Schummeln ist cool

Bislang gehörte die Gaunerkomödie nicht unbedingt zum Repertoire des US-Regisseurs Ridley Scott. Mit „Tricks“ darf sich sein Hauptdarsteller Nicolas Cage als Hochstapler und Zwangsneurotiker in diesem Jahr einige Hoffnungen auf den Oscar machen

von DANIEL HAAS

„Sie sind ein Hochstapler!“, muss sich Roy (Nicolas Cage) sagen lassen und korrigiert sofort: ein Hochstapler-Künstler! Der Gauner als Artist, der sowohl Geld als auch Sympathien an sich zu reißen vermag, ist eine kanonische Figur im Kino. Man lässt sich gern betrügen, zumal solche Halunken meist Charme und Chuzpe haben. Und ist Film nicht selbst ein Lügenmedium, Schummeleien, auf die Leinwand projiziert?

Roy jedenfalls ist ein virtuoser Abzocker, vor allem am Telefon, wo er gemeinsam mit Frank (Sam Rockwell), seinem Kompagnon, einfältigen Damen die Dollars aus der Tasche zieht. Ein raffiniertes System, bei dem sich die beiden Betrüger schon mal als staatliche Steuerfahnder ausgeben, um mit Kontonummer und Vollmacht der Geprellten wieder abzuziehen. Kompetenz und Coolness zeichnen Roy aus, jedoch nur, solange er seine Medikamente nimmt.

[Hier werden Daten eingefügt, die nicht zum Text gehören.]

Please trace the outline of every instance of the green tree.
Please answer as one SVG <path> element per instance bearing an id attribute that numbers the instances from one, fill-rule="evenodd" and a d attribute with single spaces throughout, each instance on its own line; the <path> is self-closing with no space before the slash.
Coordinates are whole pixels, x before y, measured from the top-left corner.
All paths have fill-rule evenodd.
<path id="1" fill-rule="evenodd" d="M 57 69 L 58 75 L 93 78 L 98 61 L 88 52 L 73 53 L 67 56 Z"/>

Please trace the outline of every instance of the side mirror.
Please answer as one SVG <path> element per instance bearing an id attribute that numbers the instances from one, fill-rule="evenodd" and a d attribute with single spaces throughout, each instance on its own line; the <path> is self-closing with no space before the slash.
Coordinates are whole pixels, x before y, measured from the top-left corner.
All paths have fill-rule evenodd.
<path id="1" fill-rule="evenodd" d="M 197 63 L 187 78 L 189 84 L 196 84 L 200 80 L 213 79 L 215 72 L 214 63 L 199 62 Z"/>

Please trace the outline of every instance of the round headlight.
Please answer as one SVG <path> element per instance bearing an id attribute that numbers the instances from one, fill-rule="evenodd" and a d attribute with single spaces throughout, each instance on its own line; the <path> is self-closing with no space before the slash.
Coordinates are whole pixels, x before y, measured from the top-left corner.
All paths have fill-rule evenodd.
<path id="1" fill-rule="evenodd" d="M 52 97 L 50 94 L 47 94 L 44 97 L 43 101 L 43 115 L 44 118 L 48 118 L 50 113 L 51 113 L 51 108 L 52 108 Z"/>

Denn Roy ist ein Ausbund an Ticks und Phobien, ein Zwangsneurotiker, dessen Apartment steriler ist als ein OP. Grund genug, einen Therapeuten aufzusuchen, der prompt Kontaktaufnahme mit der noch nie gesehenen Tochter (Alison Lohman) empfiehlt. Die ist vierzehn, smart und kommt Daddy schnell auf die Schliche.

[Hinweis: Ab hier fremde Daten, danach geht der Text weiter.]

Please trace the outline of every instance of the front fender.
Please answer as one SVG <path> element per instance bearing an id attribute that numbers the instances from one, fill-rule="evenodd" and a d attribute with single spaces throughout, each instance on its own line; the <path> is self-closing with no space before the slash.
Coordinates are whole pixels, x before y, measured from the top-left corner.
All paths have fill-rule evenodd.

So geht es los, das Krimi-, Comedy- und Therapiespiel, das mit einer Pointe abschließt, die nur um den Preis des Vergnügens verraten werden kann. Nur gibt es von solchen Momenten nicht allzu viele in diesem Film, der doch permanent auch seine eigene Idee an eine marktgängige Moral verrät. Der Hochstapler als Künstler, das ist von Anfang an auch der Schauspieler im Wechsel seiner Rollen. Gut kalkuliert mit Blick auf eine mögliche Oscar-Nominierung ist Roy der ideale Part für Cage: von Tourette-Syndrom-haften Ausbrüchen bis zur depressiven Apathie kann hier der Schauspieler einer gestörten Existenz Gestalt verleihen.

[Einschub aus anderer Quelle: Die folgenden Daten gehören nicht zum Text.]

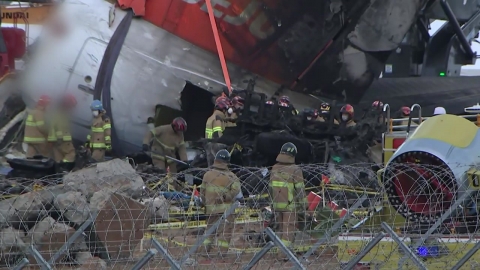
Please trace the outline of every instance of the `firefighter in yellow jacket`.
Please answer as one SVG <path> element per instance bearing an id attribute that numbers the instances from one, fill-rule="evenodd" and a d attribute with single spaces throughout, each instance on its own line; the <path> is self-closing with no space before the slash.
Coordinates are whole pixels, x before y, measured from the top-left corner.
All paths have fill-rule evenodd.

Dem derangierten Charakter auch noch gaunerhafte Mimikry als Profession beizugeben, macht seine Darstellung zum vollends narzisstischen Projekt. Die Personifikation des geistig und seelisch Kranken hat bei Hollywoodstars immer das Selbstbezügliche des kreativen Muskelspiels. Ob Leonardo DiCaprio („Gilbert Grape“), Edward Norton („Zwielicht“) oder jetzt Cage: Seht, wie sie spielen können, wie viel Kontrolle sie doch haben, das Unkontrollierte zu verkörpern.

Daran wäre nicht Anstoß zu nehmen, würde Regisseur Ridley Scott seinen depravierten Homunculus nicht im Eilverfahren durch die Genesungsmaschine schleusen, deren Stationen sind: betrügen, betrogen werden, verzeihen und lieben. Eine Art vulgärfreudianischer Prozess von Wiederholung, Durcharbeitung und Selbstermächtigung also, an dessen Ende der ehemals schräge Vogel aufrecht einem Job als Teppichhändler nachgeht.

Damit ist die große Chance des Films aber verspielt. In einer Welt versachlichter Beziehungen und wirtschaftlicher Zwänge ist Hochstapelei nur die Überbietung der Verhältnisse mit ihren eigenen Mitteln – man kultiviert eben das falsche Leben bis an die Grenze der Wahrhaftigkeit. Dieses Verfahren therapeutisch einzuebnen mit einem Liebeskonzept, das seine Akteure – Vater und Tochter – letztlich nur instrumentalisiert, ist ein effizienter, aber schäbiger Trick.

„Tricks“. Regie: Ridley Scott. Mit Nicolas Cage, Sam Rockwell, Alison Lohman, Bruce McGill, Bruce Altman u. a. USA 2003, 120 Min.